En doğrusu, hiç hasta olmamak ve böylece ağır yan etkileri olan ilaçlara muhtaç kalmamaktı. Biz ise göz göre göre hasta olduk. Tedaviye ise çok geç başladık.
Hafta sonu sohbet ettiğim, imalat sanayiinde faaliyet gösteren orta ölçekli bir işletmenin sahibine sordum "İşler nasıl?" diye.
"Talep düşük. Maliyetler yüksek. Alacakları toplamak zor," dedi. Benzer yakınmaları bugünlerde farklı sektörlerdeki çok sayıda firmadan duyuyoruz.
Şaşırtıcı mı? Değil. Parasal sıkılaştırmanın yan etkileri bunlar.
Merkez Bankası enflasyonu kontrol altına almak, ekonomiyi soğutmak ve para arzını sınırlandırmak için bir süredir sıkı para politikası izliyor. Parasal sıkılaşma özellikle Mart sonundan bu yana daha da belirginleşti. Faiz oranları yükseltildi, likidite kısıldı, açık piyasa işlemleri ile para arzı daraltıldı, kredi koşulları zorlaştırıldı.
Bu tür parasal sıkılaştırmaların amacı, hedeften uzaklaşan enflasyonu hedefe uygun bir patikaya oturtmaktır. Ancak enflasyonu dizginlemek amacıyla uygulanan bir politika olsa da bazı istenmeyen yan etkiler doğurabiliyor. Bizde şu anda yaşanan da budur. Özellikle bazı sektörlerde ve ölçeklerde bu yan etkiler oldukça ağır bir şekilde hissediliyor.

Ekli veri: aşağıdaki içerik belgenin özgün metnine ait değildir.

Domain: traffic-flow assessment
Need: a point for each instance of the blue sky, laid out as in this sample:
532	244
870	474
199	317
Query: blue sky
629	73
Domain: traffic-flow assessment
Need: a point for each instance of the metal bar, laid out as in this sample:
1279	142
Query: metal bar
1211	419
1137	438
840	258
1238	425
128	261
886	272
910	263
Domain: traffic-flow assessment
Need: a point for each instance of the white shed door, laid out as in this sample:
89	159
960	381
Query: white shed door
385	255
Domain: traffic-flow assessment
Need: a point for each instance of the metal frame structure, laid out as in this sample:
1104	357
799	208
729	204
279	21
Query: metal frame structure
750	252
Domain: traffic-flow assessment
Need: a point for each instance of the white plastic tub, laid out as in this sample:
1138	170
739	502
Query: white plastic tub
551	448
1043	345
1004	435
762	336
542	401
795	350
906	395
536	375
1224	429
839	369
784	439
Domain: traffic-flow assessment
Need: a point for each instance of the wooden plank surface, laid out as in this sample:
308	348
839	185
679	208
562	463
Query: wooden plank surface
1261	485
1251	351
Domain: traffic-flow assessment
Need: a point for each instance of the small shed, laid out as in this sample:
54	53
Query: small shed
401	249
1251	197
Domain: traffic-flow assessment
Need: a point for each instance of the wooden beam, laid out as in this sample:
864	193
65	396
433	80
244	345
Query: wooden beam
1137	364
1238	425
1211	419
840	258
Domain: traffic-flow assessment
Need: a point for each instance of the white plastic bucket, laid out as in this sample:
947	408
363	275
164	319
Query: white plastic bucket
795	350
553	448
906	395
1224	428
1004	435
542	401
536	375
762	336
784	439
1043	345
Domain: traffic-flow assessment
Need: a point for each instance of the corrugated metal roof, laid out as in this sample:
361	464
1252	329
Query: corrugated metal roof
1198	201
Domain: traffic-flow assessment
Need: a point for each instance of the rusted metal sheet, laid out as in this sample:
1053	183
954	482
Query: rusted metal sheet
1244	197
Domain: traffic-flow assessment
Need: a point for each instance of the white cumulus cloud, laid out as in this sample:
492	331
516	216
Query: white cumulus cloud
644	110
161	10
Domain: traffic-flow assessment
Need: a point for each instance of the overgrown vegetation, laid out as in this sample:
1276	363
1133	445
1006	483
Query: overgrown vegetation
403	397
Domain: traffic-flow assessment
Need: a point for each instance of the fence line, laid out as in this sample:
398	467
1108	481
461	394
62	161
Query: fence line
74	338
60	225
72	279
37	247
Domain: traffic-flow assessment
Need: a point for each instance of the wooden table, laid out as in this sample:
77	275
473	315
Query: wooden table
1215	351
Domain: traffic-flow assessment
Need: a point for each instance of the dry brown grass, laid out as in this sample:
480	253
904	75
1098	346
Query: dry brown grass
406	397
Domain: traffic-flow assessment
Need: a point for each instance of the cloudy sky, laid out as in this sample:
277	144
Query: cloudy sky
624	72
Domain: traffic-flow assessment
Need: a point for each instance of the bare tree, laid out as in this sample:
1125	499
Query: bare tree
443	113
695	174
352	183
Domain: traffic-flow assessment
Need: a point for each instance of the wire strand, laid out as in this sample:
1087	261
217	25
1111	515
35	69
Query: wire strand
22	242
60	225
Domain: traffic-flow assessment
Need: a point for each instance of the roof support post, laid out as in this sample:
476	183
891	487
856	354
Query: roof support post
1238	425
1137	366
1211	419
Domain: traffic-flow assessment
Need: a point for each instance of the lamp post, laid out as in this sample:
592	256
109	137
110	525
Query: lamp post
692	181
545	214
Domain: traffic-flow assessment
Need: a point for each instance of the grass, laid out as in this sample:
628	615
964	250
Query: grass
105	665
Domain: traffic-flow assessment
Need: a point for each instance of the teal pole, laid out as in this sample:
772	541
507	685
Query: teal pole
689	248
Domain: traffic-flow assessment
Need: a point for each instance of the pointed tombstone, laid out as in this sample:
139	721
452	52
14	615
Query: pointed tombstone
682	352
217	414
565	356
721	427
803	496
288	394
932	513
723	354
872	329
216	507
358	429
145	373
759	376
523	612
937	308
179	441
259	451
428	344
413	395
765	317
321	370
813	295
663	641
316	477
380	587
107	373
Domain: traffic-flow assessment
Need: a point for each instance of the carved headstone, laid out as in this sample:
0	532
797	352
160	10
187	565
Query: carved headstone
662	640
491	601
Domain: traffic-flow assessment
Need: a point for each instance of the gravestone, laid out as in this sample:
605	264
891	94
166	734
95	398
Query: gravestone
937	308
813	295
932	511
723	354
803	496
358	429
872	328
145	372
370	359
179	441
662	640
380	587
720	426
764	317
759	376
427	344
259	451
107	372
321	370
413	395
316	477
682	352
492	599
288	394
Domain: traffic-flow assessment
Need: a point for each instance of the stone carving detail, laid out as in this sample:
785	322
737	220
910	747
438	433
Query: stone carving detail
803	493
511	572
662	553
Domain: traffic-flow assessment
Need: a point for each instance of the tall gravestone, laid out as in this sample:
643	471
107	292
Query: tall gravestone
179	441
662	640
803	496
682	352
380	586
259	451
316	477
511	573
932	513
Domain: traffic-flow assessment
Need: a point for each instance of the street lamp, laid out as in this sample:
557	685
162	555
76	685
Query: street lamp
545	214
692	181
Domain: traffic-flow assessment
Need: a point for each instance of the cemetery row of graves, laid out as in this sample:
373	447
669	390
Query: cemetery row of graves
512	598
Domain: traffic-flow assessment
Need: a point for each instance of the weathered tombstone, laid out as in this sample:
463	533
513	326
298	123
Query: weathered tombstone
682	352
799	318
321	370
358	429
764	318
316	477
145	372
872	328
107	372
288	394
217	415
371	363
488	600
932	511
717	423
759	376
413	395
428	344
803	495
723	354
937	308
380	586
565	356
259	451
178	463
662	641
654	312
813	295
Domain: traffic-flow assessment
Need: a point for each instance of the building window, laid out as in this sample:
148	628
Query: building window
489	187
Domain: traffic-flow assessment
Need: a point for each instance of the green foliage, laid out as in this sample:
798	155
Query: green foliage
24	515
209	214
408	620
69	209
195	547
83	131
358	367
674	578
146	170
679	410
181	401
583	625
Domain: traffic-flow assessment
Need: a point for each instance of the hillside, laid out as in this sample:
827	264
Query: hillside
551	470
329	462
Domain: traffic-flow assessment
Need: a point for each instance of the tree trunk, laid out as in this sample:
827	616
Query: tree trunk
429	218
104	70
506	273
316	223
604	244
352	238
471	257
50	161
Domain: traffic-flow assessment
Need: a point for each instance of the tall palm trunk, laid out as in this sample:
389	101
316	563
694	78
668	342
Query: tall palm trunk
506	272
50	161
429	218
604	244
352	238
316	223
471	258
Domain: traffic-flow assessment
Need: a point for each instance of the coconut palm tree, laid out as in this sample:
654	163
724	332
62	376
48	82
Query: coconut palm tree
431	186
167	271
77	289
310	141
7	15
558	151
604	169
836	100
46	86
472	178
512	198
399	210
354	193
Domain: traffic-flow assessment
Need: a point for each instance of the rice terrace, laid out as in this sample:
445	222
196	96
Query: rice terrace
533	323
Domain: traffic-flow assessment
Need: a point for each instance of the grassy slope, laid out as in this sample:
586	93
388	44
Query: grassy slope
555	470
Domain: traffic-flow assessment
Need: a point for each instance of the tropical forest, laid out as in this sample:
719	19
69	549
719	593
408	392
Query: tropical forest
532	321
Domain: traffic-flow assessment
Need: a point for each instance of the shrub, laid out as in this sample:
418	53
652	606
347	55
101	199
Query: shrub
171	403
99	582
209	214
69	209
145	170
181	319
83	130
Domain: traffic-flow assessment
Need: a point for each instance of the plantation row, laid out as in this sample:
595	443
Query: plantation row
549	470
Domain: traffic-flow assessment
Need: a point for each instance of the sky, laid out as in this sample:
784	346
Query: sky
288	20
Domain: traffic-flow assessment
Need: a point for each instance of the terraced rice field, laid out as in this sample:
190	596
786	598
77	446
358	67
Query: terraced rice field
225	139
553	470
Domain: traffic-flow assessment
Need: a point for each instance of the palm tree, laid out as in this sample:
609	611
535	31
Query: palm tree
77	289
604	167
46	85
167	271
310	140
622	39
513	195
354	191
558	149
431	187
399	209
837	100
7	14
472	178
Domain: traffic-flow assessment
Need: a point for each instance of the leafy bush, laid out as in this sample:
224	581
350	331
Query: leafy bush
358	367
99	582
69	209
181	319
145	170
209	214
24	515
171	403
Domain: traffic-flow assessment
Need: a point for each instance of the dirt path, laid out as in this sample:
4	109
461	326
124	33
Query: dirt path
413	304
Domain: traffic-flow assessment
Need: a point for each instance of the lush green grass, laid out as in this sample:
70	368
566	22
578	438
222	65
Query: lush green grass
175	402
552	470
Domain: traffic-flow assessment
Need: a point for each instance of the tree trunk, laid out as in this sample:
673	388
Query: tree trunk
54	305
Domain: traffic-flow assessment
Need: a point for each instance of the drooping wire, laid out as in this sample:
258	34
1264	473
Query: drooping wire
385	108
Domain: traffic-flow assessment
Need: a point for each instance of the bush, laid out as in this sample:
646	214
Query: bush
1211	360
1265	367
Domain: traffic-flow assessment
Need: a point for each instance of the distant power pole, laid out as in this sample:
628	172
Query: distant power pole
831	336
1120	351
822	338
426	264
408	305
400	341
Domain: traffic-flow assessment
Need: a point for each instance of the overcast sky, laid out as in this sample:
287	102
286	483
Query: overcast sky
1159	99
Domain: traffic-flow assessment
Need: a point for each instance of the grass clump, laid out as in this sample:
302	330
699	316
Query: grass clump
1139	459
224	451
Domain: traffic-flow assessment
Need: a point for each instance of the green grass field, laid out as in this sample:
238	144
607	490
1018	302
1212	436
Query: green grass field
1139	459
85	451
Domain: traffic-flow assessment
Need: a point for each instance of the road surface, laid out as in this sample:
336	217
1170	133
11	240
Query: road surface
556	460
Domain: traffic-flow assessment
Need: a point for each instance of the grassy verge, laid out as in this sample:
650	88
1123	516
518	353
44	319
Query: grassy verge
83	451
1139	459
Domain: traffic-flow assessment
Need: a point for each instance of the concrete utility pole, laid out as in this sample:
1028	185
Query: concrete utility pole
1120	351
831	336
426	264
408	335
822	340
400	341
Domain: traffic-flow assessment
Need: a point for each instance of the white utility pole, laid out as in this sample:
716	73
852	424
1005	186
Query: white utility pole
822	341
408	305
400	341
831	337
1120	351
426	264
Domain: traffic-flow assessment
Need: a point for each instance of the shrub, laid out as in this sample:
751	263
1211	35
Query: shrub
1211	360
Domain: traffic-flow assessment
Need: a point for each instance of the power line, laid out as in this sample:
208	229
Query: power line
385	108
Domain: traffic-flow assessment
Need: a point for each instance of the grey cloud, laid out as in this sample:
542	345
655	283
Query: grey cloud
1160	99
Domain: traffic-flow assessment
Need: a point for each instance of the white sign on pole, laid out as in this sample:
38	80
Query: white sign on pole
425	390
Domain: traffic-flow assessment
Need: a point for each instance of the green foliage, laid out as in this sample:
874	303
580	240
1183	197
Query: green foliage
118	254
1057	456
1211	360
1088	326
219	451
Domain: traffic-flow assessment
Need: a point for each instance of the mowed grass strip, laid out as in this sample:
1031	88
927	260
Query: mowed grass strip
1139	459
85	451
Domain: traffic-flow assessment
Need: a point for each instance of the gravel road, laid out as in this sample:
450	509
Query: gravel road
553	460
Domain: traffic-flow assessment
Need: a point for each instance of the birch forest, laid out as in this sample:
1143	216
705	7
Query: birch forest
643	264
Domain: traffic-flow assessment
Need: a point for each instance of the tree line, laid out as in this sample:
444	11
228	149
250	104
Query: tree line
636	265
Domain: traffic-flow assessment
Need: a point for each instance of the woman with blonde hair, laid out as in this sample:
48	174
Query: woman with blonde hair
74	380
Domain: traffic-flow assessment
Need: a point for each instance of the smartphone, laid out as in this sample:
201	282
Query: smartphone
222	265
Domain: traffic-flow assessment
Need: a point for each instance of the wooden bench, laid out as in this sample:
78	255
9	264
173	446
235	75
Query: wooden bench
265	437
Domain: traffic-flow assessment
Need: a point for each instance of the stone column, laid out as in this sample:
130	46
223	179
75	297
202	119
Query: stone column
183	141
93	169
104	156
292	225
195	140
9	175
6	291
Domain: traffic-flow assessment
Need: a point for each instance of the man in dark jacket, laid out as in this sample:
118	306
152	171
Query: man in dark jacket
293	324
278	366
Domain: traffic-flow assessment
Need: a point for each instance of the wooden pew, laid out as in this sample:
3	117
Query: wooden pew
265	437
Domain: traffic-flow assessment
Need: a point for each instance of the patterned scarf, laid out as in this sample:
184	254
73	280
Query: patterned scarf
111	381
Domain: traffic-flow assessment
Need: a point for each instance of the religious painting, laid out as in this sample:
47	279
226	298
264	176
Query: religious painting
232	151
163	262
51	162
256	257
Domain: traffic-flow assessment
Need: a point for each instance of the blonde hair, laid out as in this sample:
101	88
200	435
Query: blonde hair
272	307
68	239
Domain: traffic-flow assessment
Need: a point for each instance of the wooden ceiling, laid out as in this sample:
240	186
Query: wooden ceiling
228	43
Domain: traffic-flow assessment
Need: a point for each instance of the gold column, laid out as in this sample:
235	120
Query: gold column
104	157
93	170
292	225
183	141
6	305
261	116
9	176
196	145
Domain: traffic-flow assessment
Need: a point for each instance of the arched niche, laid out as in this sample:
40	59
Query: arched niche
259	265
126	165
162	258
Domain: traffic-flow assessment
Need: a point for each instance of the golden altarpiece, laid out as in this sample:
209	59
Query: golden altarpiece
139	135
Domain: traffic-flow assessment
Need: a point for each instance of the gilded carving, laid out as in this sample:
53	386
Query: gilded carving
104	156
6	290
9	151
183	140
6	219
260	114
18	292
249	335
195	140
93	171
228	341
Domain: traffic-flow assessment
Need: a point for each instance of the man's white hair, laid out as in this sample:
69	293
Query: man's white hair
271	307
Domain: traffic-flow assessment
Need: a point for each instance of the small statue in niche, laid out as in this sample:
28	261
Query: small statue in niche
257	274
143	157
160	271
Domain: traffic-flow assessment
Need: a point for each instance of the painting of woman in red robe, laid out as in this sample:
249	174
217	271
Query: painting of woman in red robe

Faizlerin yükselmesi, borçlanma maliyetlerinin artması, tüketimin azalması, yatırımların durması, istihdamın kısılması, yatırım ve istihdam artış planlarının ertelenmesi, alacak tahsilat sürelerinin uzaması, tahsili mümkün olmayan alacak miktarının artması bu yan etkiler arasındadır. Bu arada sıkı para politikaları ve yükselen faizler nedeniyle ulusal paralar reel olarak değerlenir. Bu reel değerlenme bizde de olduğu gibi ihracatçıyı zorlamaya başlar. Öte yandan özellikle küçük ve orta ölçekli işletmelerde nakit akışı sorunları yaşanabilir, iflas ve konkordatolara daha fazla rastlanır.
Yan etkileri hafifletmek için ne yapmalı?
Bu yan etkileri azaltmanın ya da hafifletmenin yolu dezenflasyon sürecini mümkün olduğunca kısa sürede tamamlamaktır. Bunun için de parasal sıkılaştırmayı yürüten Merkez Bankası'nın sıkı para politikasına başta maliye politikası olmak üzere ekonomi yönetiminin güçlü destek vermesi gerekir. Enflasyon bizde olduğu gibi uzun bir süre kontrolden çıkmış bir halde yüksek seyretmişse yan etkileri çok daha güçlü olabiliyor.
Bu sıkıntılı süreçte "batan batsın, giden gitsin" demek mümkün değildir. "Zombi" durumundaki bazı firmaları yaşatmaktan bahsetmiyorum. Parasal sıkılaştırmanın yarattığı konjonktür nedeniyle talep zayıflamasından veya geçici likidite sıkışıklığından olumsuz etkilenen işletmeleri kastediyorum.
Bu süreçte likidite krizi kaynaklı batışların ve istihdam kayıplarının önüne geçmek için sıkıntının çok yüksek olduğu bazı iş kollarına "süreli ve hedefli" destekler sağlanabilir.
Ama en doğrusu, hiç hasta olmamak ve böylece ağır yan etkileri olan ilaçlara muhtaç kalmamaktı. Biz ise göz göre göre hasta olduk. Tedaviye ise çok geç başladık. Doğru ilaçları, doğru dozlarda ve doğru zamanlarda kullanıp kullanmadığımızdan da emin değilim...
Fed'in eski başkanlarından Paul Volcker'in dediği gibi “Enflasyonla başa çıkmanın en iyi yolu, enflasyonun oluşmasını önlemektir.” Enflasyonun artmasına ve katılaşmasına bir defa göz yumduktan sonra onu tekrar makul seviyelere indirmek çok sancılı ve zor oluyor.